Cette idée suffit à me donner des frissons. Le couple que forment mes parents est l’illustration vivante de ce qu’il ne faut pas faire, et mon passé – dont Tori ne connaît presque rien – rend toute relation avec un homme impossible.

La dernière chose que je voudrais, c’est être poursuivie par un homme comme Ethan. Tout cet argent, ce pouvoir, ces privilèges... j’en ai l’estomac noué.

Elle tend la main vers la carte de visite, que j’ai abandonnée sur la table une heure plus tôt.

— Il faut absolument que tu l’appelles.

Je la dévisage comme si elle était folle. Ce qui est sans doute le cas.

— Jamais de la vie.

— Mais tu n’as pas le choix. Tu dois au moins le remercier pour ce très beau cadeau.

Je devrais, mais je ne veux pas. En vérité, je ne veux rien d’autre de lui que le stage que son entreprise m’a offert. Je ne veux pas de son blender. Ni de ses fraises, même si j’admets que c’est une charmante attention. Ni de son intérêt. Et encore moins des sensations vertigineuses qui m’ont assaillie lorsque j’étais en sa compagnie.

Les frissons dans le ventre, qui étaient à la fois tellement plus et tellement moins que de la simple nervosité. La conscience de sa présence, et de moi-même, si proche de lui, qui continue à me mettre les nerfs en pelote.
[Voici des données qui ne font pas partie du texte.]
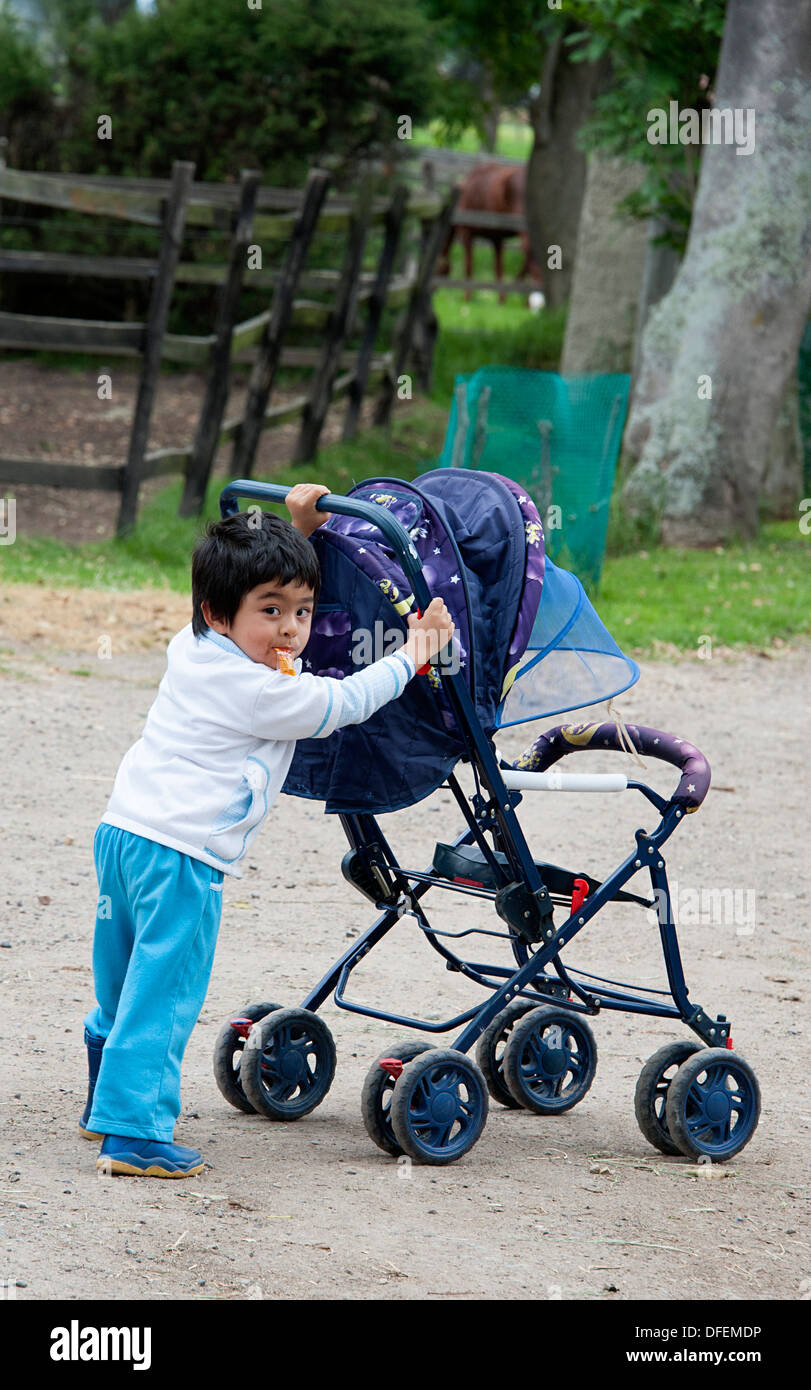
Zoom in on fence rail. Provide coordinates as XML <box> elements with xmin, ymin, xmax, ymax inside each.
<box><xmin>0</xmin><ymin>161</ymin><xmax>455</xmax><ymax>535</ymax></box>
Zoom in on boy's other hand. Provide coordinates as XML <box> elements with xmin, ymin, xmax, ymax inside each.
<box><xmin>285</xmin><ymin>482</ymin><xmax>332</xmax><ymax>535</ymax></box>
<box><xmin>403</xmin><ymin>598</ymin><xmax>456</xmax><ymax>670</ymax></box>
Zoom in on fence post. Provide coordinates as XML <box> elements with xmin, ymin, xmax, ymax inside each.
<box><xmin>341</xmin><ymin>183</ymin><xmax>409</xmax><ymax>439</ymax></box>
<box><xmin>292</xmin><ymin>175</ymin><xmax>373</xmax><ymax>463</ymax></box>
<box><xmin>178</xmin><ymin>170</ymin><xmax>262</xmax><ymax>517</ymax></box>
<box><xmin>231</xmin><ymin>170</ymin><xmax>330</xmax><ymax>478</ymax></box>
<box><xmin>374</xmin><ymin>186</ymin><xmax>459</xmax><ymax>425</ymax></box>
<box><xmin>115</xmin><ymin>160</ymin><xmax>195</xmax><ymax>539</ymax></box>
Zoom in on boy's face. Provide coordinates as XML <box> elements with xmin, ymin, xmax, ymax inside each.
<box><xmin>200</xmin><ymin>580</ymin><xmax>316</xmax><ymax>671</ymax></box>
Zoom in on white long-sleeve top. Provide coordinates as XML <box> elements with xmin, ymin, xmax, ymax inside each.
<box><xmin>102</xmin><ymin>623</ymin><xmax>416</xmax><ymax>878</ymax></box>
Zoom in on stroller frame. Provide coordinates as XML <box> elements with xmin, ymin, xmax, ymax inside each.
<box><xmin>218</xmin><ymin>480</ymin><xmax>760</xmax><ymax>1162</ymax></box>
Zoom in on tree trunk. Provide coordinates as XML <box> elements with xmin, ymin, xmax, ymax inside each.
<box><xmin>526</xmin><ymin>32</ymin><xmax>609</xmax><ymax>309</ymax></box>
<box><xmin>761</xmin><ymin>373</ymin><xmax>803</xmax><ymax>521</ymax></box>
<box><xmin>623</xmin><ymin>0</ymin><xmax>811</xmax><ymax>545</ymax></box>
<box><xmin>561</xmin><ymin>154</ymin><xmax>647</xmax><ymax>374</ymax></box>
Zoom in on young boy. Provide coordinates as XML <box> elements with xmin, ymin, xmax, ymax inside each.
<box><xmin>79</xmin><ymin>484</ymin><xmax>453</xmax><ymax>1177</ymax></box>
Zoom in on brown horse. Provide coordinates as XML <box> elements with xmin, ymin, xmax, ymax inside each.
<box><xmin>438</xmin><ymin>163</ymin><xmax>541</xmax><ymax>304</ymax></box>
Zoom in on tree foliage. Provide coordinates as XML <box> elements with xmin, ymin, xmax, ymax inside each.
<box><xmin>566</xmin><ymin>0</ymin><xmax>726</xmax><ymax>249</ymax></box>
<box><xmin>63</xmin><ymin>0</ymin><xmax>435</xmax><ymax>183</ymax></box>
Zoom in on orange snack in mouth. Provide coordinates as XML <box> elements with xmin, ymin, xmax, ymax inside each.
<box><xmin>274</xmin><ymin>646</ymin><xmax>296</xmax><ymax>676</ymax></box>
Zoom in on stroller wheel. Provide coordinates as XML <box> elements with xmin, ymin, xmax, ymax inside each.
<box><xmin>665</xmin><ymin>1047</ymin><xmax>761</xmax><ymax>1162</ymax></box>
<box><xmin>214</xmin><ymin>1004</ymin><xmax>281</xmax><ymax>1115</ymax></box>
<box><xmin>390</xmin><ymin>1048</ymin><xmax>488</xmax><ymax>1163</ymax></box>
<box><xmin>476</xmin><ymin>999</ymin><xmax>536</xmax><ymax>1111</ymax></box>
<box><xmin>504</xmin><ymin>1005</ymin><xmax>597</xmax><ymax>1115</ymax></box>
<box><xmin>360</xmin><ymin>1038</ymin><xmax>434</xmax><ymax>1158</ymax></box>
<box><xmin>633</xmin><ymin>1040</ymin><xmax>701</xmax><ymax>1154</ymax></box>
<box><xmin>241</xmin><ymin>1009</ymin><xmax>335</xmax><ymax>1120</ymax></box>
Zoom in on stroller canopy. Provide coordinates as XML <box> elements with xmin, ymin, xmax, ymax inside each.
<box><xmin>282</xmin><ymin>468</ymin><xmax>639</xmax><ymax>815</ymax></box>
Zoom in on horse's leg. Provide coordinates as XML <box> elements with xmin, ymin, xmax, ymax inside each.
<box><xmin>462</xmin><ymin>227</ymin><xmax>473</xmax><ymax>303</ymax></box>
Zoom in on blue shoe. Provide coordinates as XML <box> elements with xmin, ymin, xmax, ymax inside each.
<box><xmin>79</xmin><ymin>1029</ymin><xmax>104</xmax><ymax>1138</ymax></box>
<box><xmin>96</xmin><ymin>1134</ymin><xmax>204</xmax><ymax>1177</ymax></box>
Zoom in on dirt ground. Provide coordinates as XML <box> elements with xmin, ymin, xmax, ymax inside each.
<box><xmin>0</xmin><ymin>585</ymin><xmax>811</xmax><ymax>1301</ymax></box>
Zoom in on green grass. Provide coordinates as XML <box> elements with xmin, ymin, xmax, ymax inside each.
<box><xmin>0</xmin><ymin>400</ymin><xmax>447</xmax><ymax>594</ymax></box>
<box><xmin>412</xmin><ymin>121</ymin><xmax>533</xmax><ymax>160</ymax></box>
<box><xmin>431</xmin><ymin>240</ymin><xmax>566</xmax><ymax>410</ymax></box>
<box><xmin>594</xmin><ymin>521</ymin><xmax>811</xmax><ymax>652</ymax></box>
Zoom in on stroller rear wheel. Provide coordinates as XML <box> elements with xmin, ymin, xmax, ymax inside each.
<box><xmin>214</xmin><ymin>1004</ymin><xmax>281</xmax><ymax>1115</ymax></box>
<box><xmin>360</xmin><ymin>1038</ymin><xmax>434</xmax><ymax>1158</ymax></box>
<box><xmin>633</xmin><ymin>1038</ymin><xmax>701</xmax><ymax>1154</ymax></box>
<box><xmin>241</xmin><ymin>1009</ymin><xmax>335</xmax><ymax>1120</ymax></box>
<box><xmin>665</xmin><ymin>1047</ymin><xmax>761</xmax><ymax>1162</ymax></box>
<box><xmin>476</xmin><ymin>999</ymin><xmax>534</xmax><ymax>1111</ymax></box>
<box><xmin>504</xmin><ymin>1005</ymin><xmax>597</xmax><ymax>1115</ymax></box>
<box><xmin>390</xmin><ymin>1048</ymin><xmax>488</xmax><ymax>1165</ymax></box>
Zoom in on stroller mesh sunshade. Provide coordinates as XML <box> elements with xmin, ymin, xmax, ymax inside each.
<box><xmin>282</xmin><ymin>468</ymin><xmax>639</xmax><ymax>815</ymax></box>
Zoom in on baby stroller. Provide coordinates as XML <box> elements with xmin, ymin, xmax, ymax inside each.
<box><xmin>214</xmin><ymin>468</ymin><xmax>760</xmax><ymax>1163</ymax></box>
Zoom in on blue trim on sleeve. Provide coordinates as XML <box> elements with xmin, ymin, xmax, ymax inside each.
<box><xmin>200</xmin><ymin>628</ymin><xmax>257</xmax><ymax>666</ymax></box>
<box><xmin>312</xmin><ymin>685</ymin><xmax>332</xmax><ymax>738</ymax></box>
<box><xmin>390</xmin><ymin>652</ymin><xmax>417</xmax><ymax>689</ymax></box>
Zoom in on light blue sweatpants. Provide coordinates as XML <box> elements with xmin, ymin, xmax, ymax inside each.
<box><xmin>85</xmin><ymin>821</ymin><xmax>223</xmax><ymax>1143</ymax></box>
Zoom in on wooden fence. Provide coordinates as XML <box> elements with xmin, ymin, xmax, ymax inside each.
<box><xmin>0</xmin><ymin>161</ymin><xmax>458</xmax><ymax>535</ymax></box>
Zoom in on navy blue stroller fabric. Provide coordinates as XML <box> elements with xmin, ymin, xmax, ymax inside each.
<box><xmin>282</xmin><ymin>468</ymin><xmax>534</xmax><ymax>813</ymax></box>
<box><xmin>282</xmin><ymin>468</ymin><xmax>639</xmax><ymax>815</ymax></box>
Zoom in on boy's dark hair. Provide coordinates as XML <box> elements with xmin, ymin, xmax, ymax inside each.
<box><xmin>192</xmin><ymin>510</ymin><xmax>321</xmax><ymax>637</ymax></box>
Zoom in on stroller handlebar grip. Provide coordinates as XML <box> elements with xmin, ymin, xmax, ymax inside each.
<box><xmin>220</xmin><ymin>478</ymin><xmax>431</xmax><ymax>609</ymax></box>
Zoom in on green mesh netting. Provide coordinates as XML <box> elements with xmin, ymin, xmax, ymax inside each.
<box><xmin>438</xmin><ymin>367</ymin><xmax>630</xmax><ymax>584</ymax></box>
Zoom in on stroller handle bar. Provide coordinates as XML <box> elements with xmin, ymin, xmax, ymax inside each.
<box><xmin>502</xmin><ymin>723</ymin><xmax>711</xmax><ymax>812</ymax></box>
<box><xmin>501</xmin><ymin>770</ymin><xmax>627</xmax><ymax>791</ymax></box>
<box><xmin>220</xmin><ymin>478</ymin><xmax>431</xmax><ymax>594</ymax></box>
— Je vais lui envoyer un mail.

— Mais il n’y a pas d’adresse sur la carte.

— Alors, je vais lui écrire une lettre. Ce n’est pas comme si j’ignorais où il travaille...

— Une lettre ?!

— Oui, une lettre, dis-je, de plus en plus convaincue. Et je vais lui rendre le blender par la même occasion. Chacun chez soi, et les vaches seront bien gardées.

— Les vaches seront bien gardées ? Tu parles comme ma grand-mère ! s’énerve Tori. Sans vouloir être désagréable, je ne pense pas que « chacun chez soi » soit la meilleure façon d’intéresser un mec comme Ethan Frost. Et lui renvoyer ses cadeaux, ce n’est pas une très bonne idée non plus.

Exactement. Mon plan me plaît de plus en plus.

— Je ne veux pas de l’attention d’Ethan Frost. Je ne suis pas intéressée.

Tori pousse un énorme soupir et s’affale sur le canapé.

— Tu es bien consciente d’être la seule femme du monde à prononcer cette phrase ? De toute l’histoire de l’humanité ?

— Je n’en crois pas un mot. Pense à toutes les lesbiennes.

— D’accord, admet-elle en levant les yeux au ciel. La seule femme hétéro, alors.

— Figure-toi que ça ne me dérange pas plus que ça.

— Très bien, très bien.

Elle attrape sa flûte de champagne et me l’agite sous le nez.

— Si tu veux que je te regarde rater une telle opportunité, ajoute-t-elle, le moins que tu puisses faire est de me laisser noyer mon chagrin dans l’alcool. Ressers-moi.

Je ris, pour lui faire plaisir. Et je la ressers, bien qu’à mon avis elle ait déjà trop bu. Mais je suis déjà occupée à rédiger mentalement cette lettre à Smoothie Boy. Ethan. M. Frost. Oui. « M. Frost », c’est parfait.